A trial will begin on Oct. 30 in Colorado to decide whether the 14th Amendment will apply to former President Donald Trump, keeping him off the state’s primary ballot as he seeks to run for reelection in 2024.
On Sept. 22, President Trump filed a motion to dismiss the case, along with the Colorado Republican State Central Committee. On Sept. 29, he filed another motion to dismiss with additional Constitutional arguments. On Oct. 11, President Trump’s first motion was denied.
“Based on the clear language of the statute, the fact that Intervenor Trump has submitted his Major Party Candidate Statement of Intent, and Secretary Griswold’s statements both in public and in this litigation, the Court holds that this matter is ripe for decision.”
Lawsuit
The left-leaning Citizens for Responsibility and Ethics in Washington group originally filed a lawsuit on behalf of six Republican and unaffiliated voters in Colorado.They named Colorado Secretary of State Jena Griswold, arguing that she was illegally keeping President Trump on the state’s primary ballot.
Ms. Griswold responded with a statement welcoming the court to make a decision.
14th Amendment
Since President Trump left office, left-leaning groups have floated legal theories of how to ban him from seeking reelection. In 2021, the liberal group Free Speech For People sent letters to election officials across the nation arguing that President Trump was ineligible for office under Section 3 of the 14th Amendment, but the idea gained little traction.Recently, several groups have resurrected the theory, suing state secretaries and arguing that the Jan. 6, 2021, Capitol breach constituted an “insurrection.”
The 14th Amendment was ratified in 1868, in the wake of the Civil War, conferring citizenship and equal protection under the law to all people born and naturalized in the United States. The amendment was intended to protect the rights of former slaves, now citizens. The third section of the amendment prohibited those who had engaged in insurrections or rebellions against the United States from holding civil, military, or elected office without two-thirds approval from both chambers of Congress.
In some states, including Florida and West Virginia, judges have already dismissed such lawsuits.
New Hampshire Secretary of State David Scanlan said the matter couldn’t even be settled by state courts but would have to be heard before the U.S. Supreme Court.

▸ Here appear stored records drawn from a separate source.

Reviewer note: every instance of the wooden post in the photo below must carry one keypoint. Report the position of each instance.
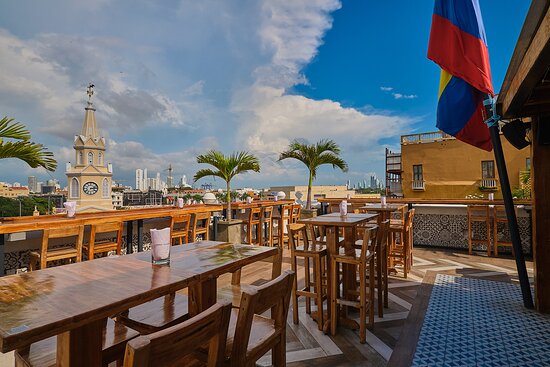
(540, 181)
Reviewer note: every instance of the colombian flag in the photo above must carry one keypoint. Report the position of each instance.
(458, 45)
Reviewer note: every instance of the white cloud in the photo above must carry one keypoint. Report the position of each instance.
(404, 96)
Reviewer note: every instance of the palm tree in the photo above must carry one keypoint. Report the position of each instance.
(22, 148)
(227, 167)
(325, 151)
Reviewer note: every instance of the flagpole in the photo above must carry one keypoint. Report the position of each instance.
(492, 122)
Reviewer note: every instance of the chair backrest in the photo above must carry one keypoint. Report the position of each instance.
(274, 295)
(296, 210)
(369, 241)
(382, 235)
(111, 227)
(267, 213)
(286, 211)
(254, 215)
(169, 347)
(199, 217)
(297, 233)
(75, 231)
(180, 222)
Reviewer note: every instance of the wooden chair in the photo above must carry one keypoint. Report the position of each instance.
(101, 246)
(400, 252)
(251, 334)
(65, 252)
(381, 261)
(177, 345)
(317, 252)
(281, 221)
(295, 215)
(363, 260)
(499, 216)
(179, 225)
(44, 352)
(254, 226)
(267, 223)
(479, 214)
(200, 226)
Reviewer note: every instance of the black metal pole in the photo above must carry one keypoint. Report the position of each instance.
(512, 220)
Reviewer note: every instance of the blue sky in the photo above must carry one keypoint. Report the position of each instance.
(176, 78)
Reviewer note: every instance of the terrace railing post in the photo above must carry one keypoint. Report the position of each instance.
(215, 226)
(140, 235)
(2, 269)
(511, 215)
(129, 236)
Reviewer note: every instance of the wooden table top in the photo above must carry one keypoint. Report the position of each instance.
(335, 219)
(257, 203)
(383, 208)
(30, 223)
(44, 303)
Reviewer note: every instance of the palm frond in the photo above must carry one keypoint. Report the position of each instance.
(13, 130)
(32, 153)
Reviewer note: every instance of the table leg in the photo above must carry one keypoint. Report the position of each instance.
(2, 270)
(202, 295)
(129, 236)
(81, 346)
(140, 235)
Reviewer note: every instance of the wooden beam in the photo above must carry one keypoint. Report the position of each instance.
(540, 179)
(529, 73)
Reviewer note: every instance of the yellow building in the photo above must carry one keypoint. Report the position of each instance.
(90, 179)
(438, 166)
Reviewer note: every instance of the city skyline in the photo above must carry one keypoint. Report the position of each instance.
(228, 76)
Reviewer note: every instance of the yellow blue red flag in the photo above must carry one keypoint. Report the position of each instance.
(459, 46)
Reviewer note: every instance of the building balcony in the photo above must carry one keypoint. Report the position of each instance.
(488, 184)
(418, 185)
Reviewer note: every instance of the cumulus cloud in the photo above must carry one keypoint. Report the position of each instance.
(404, 96)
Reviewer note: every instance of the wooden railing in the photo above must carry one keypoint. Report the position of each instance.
(425, 138)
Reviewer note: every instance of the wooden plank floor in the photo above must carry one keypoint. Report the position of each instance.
(306, 346)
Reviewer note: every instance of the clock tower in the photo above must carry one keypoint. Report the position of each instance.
(89, 180)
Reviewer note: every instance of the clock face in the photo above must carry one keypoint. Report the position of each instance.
(90, 188)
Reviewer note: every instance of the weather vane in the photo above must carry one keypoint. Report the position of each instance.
(90, 91)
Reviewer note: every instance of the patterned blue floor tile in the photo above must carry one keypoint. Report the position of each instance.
(475, 322)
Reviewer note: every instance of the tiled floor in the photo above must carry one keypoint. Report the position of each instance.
(475, 322)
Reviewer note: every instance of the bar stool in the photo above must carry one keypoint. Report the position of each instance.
(179, 226)
(65, 252)
(295, 215)
(363, 260)
(400, 253)
(267, 222)
(200, 226)
(499, 216)
(254, 226)
(281, 221)
(95, 246)
(317, 252)
(479, 214)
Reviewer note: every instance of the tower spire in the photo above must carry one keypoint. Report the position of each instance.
(89, 129)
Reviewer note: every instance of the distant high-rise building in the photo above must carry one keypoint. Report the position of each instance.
(139, 179)
(33, 184)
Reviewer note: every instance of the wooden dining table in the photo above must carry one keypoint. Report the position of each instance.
(73, 301)
(332, 223)
(31, 223)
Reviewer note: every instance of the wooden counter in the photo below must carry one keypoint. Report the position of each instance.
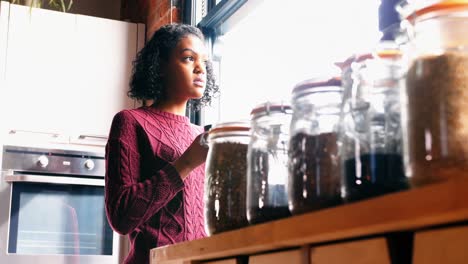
(409, 211)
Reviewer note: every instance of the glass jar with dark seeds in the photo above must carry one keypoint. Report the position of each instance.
(435, 91)
(267, 158)
(225, 177)
(314, 174)
(371, 136)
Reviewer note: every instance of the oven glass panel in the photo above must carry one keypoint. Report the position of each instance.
(58, 219)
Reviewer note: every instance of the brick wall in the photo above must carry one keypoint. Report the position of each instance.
(153, 13)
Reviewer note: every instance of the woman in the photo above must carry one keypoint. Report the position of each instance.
(154, 162)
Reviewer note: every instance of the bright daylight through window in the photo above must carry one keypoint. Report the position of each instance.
(280, 43)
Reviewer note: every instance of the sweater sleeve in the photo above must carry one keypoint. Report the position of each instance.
(130, 202)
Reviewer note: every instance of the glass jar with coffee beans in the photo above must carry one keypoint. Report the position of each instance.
(435, 90)
(370, 135)
(314, 174)
(267, 158)
(225, 177)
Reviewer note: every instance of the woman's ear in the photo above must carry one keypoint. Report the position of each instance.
(163, 69)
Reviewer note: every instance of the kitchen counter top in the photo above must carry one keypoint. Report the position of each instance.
(416, 209)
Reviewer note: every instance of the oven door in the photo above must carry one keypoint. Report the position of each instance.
(54, 219)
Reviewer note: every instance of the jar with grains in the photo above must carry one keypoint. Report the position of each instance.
(435, 90)
(267, 160)
(225, 177)
(370, 138)
(314, 174)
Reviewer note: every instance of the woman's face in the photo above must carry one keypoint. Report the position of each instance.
(185, 71)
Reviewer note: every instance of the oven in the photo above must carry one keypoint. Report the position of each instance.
(52, 207)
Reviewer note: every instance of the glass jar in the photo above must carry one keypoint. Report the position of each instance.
(314, 179)
(370, 136)
(435, 90)
(267, 158)
(225, 177)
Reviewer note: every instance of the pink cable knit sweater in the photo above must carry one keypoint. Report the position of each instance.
(145, 196)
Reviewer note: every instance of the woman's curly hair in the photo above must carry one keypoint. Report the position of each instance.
(147, 82)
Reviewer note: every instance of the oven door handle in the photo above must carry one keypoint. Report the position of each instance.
(53, 179)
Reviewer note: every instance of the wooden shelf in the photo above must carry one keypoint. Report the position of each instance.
(433, 205)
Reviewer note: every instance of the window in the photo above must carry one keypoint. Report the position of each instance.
(265, 47)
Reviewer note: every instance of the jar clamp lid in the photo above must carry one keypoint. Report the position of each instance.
(317, 85)
(233, 128)
(269, 108)
(411, 9)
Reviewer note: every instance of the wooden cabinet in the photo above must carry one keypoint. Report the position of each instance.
(67, 73)
(443, 245)
(367, 251)
(403, 227)
(289, 256)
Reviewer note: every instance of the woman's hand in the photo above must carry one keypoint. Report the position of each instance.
(193, 157)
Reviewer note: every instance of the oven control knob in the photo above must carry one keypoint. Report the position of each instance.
(89, 164)
(43, 161)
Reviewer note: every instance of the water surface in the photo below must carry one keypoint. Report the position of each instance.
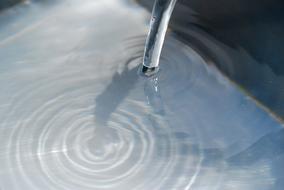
(76, 115)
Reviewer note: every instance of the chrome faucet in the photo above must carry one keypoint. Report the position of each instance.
(158, 27)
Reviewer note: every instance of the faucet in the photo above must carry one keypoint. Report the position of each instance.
(161, 15)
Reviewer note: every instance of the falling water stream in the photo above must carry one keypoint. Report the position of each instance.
(75, 115)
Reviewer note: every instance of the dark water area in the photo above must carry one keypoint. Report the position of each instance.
(76, 115)
(244, 39)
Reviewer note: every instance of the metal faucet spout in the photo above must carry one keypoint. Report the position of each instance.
(158, 27)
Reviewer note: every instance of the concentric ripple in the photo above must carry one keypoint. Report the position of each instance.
(70, 132)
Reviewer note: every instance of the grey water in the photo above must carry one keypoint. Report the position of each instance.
(161, 15)
(74, 113)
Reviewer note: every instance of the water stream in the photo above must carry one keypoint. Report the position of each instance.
(75, 115)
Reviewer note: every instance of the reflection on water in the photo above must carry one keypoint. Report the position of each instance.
(76, 115)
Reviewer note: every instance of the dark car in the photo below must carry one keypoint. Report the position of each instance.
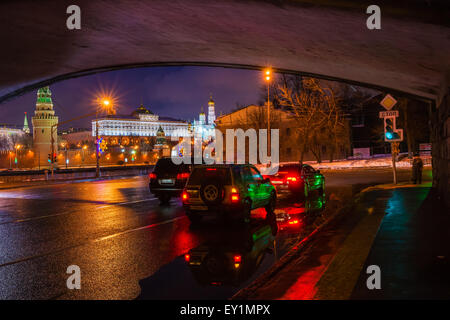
(168, 179)
(231, 189)
(298, 179)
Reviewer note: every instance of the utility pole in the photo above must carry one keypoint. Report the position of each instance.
(394, 153)
(97, 166)
(268, 78)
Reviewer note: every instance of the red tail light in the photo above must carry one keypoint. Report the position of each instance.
(292, 179)
(184, 196)
(183, 175)
(234, 195)
(237, 261)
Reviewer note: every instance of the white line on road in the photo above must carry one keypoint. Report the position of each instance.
(64, 213)
(92, 241)
(140, 228)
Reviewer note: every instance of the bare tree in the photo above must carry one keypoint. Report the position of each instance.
(318, 114)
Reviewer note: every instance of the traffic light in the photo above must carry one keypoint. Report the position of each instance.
(391, 133)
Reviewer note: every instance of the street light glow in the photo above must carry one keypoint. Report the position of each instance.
(268, 73)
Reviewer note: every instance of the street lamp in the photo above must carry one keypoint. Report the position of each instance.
(268, 77)
(105, 104)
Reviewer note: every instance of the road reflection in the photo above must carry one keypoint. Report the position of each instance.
(231, 255)
(293, 218)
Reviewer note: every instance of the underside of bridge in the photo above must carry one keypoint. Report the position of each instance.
(326, 38)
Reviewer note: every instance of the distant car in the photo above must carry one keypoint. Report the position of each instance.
(230, 189)
(298, 179)
(168, 179)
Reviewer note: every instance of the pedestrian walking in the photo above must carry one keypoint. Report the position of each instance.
(417, 169)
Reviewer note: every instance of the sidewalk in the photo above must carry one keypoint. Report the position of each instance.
(403, 230)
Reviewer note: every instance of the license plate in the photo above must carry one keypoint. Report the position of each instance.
(199, 207)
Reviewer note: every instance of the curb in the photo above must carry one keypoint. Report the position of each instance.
(63, 181)
(244, 293)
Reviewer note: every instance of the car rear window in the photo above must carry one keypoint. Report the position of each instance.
(285, 169)
(200, 175)
(167, 166)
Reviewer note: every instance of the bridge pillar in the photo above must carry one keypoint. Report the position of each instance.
(440, 135)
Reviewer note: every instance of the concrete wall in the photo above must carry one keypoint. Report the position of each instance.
(440, 136)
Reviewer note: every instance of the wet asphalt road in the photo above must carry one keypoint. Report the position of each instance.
(118, 235)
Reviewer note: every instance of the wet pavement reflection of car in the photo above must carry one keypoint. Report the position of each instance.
(229, 259)
(295, 216)
(233, 259)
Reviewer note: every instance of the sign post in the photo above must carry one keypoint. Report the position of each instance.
(391, 133)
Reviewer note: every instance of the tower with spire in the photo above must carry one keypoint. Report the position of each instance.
(25, 128)
(43, 120)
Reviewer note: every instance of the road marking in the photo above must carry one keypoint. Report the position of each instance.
(64, 213)
(128, 202)
(137, 229)
(92, 241)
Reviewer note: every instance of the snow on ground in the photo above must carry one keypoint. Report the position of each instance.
(361, 163)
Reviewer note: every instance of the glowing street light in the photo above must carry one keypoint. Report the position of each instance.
(268, 77)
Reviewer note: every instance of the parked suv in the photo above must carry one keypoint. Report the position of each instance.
(298, 179)
(168, 179)
(231, 189)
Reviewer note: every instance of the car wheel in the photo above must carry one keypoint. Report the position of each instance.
(164, 199)
(270, 208)
(193, 217)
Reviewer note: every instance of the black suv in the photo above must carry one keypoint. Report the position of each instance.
(231, 189)
(168, 179)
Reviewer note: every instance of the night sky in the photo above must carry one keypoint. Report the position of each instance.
(177, 92)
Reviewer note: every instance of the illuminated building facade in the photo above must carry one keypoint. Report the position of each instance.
(142, 123)
(205, 128)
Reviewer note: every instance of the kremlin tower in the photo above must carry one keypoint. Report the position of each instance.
(43, 120)
(25, 128)
(211, 111)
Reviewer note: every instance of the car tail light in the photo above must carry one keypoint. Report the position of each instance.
(292, 179)
(237, 261)
(184, 196)
(183, 175)
(234, 195)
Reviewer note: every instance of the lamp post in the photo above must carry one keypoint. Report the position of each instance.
(268, 78)
(105, 103)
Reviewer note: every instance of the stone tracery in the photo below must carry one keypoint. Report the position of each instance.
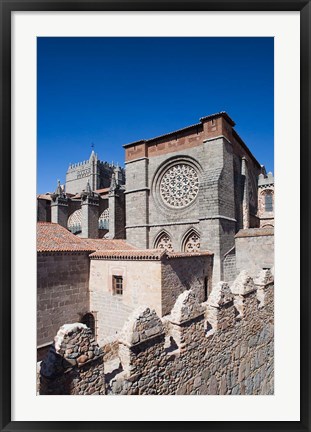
(179, 185)
(164, 242)
(192, 242)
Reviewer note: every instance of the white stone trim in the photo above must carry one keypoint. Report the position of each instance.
(163, 224)
(218, 217)
(137, 190)
(215, 138)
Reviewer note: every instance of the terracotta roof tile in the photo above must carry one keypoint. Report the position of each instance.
(188, 254)
(255, 232)
(148, 254)
(45, 196)
(107, 244)
(53, 237)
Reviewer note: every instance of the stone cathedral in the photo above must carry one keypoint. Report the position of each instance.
(188, 190)
(195, 188)
(191, 208)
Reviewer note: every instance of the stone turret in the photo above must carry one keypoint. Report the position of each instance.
(59, 206)
(89, 206)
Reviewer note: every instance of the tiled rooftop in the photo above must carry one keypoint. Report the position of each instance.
(108, 245)
(45, 196)
(148, 254)
(144, 255)
(53, 237)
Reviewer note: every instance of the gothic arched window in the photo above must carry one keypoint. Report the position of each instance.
(74, 223)
(164, 241)
(192, 242)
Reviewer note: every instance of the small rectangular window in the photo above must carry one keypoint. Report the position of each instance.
(117, 285)
(268, 202)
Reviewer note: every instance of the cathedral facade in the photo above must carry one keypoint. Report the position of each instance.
(192, 189)
(188, 190)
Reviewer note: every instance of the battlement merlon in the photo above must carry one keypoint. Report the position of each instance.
(210, 127)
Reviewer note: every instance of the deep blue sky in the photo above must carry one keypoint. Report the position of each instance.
(112, 91)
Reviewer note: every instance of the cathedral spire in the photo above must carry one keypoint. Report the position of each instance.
(113, 183)
(59, 190)
(88, 188)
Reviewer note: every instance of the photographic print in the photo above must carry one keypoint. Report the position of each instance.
(155, 216)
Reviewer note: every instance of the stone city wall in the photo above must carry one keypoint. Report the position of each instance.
(223, 346)
(62, 291)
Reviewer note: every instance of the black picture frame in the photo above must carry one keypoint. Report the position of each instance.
(7, 7)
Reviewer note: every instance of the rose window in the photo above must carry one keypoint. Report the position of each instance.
(193, 243)
(179, 185)
(165, 242)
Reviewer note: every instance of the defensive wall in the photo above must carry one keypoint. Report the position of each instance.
(223, 346)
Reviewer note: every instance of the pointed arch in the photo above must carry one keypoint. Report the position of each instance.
(163, 241)
(74, 223)
(191, 241)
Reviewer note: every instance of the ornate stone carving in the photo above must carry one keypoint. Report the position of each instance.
(74, 222)
(192, 243)
(165, 242)
(179, 185)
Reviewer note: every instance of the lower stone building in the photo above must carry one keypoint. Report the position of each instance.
(100, 281)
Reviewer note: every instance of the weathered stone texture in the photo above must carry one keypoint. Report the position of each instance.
(181, 274)
(254, 249)
(74, 364)
(200, 348)
(62, 291)
(158, 287)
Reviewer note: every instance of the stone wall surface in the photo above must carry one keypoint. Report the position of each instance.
(62, 291)
(74, 364)
(220, 347)
(254, 249)
(180, 274)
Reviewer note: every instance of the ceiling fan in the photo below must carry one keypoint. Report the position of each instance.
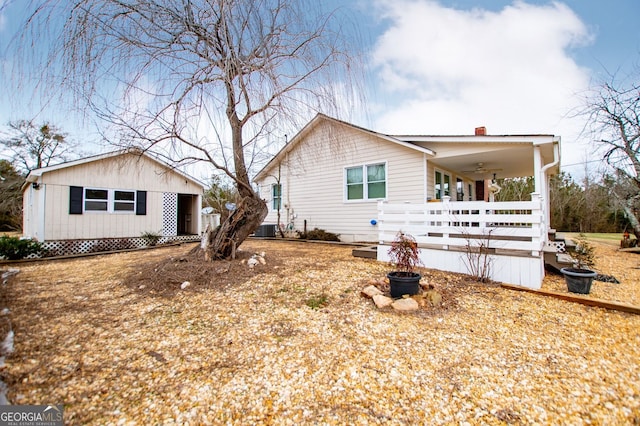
(480, 169)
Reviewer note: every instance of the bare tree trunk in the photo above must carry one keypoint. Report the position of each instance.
(633, 219)
(222, 242)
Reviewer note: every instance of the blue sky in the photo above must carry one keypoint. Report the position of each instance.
(445, 67)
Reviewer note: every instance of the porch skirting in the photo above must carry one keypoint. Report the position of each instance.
(517, 268)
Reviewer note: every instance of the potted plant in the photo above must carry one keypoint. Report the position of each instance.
(579, 278)
(405, 255)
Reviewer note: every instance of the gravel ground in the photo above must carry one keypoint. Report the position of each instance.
(256, 353)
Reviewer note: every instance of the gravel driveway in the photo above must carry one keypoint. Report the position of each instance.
(257, 352)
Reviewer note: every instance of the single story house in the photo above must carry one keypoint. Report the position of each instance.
(109, 201)
(366, 186)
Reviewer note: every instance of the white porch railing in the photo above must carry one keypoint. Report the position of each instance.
(513, 225)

“Chaos, confusion, anger, and frustration” could only be the result if a candidate was on some ballots but not others, he said during a Sept. 13 press conference.
Rep. Adam Schiff (D-Calif.) has also claimed that only the U.S. Supreme Court can make such a decision while insisting that it applies to President Trump.
“That’s the big question mark through all this—what will the Supreme Court do?”
Mr. Schiff noted that prominent scholars have also endorsed this theory.
Legal experts are fairly mixed on the 14th Amendment disqualification of President Trump from running in 2024, with scholars on both sides of the political aisle arguing for both his disqualification and abandoning the theory. But what they tend to agree on is that only the U.S. Supreme Court can make a decision.
“If any partisan elected official thinks that they can unilaterally take President Trump off of the ballot under the disqualification clause of the 14th amendment, they are going to face a very rude political and legal awakening,” he said.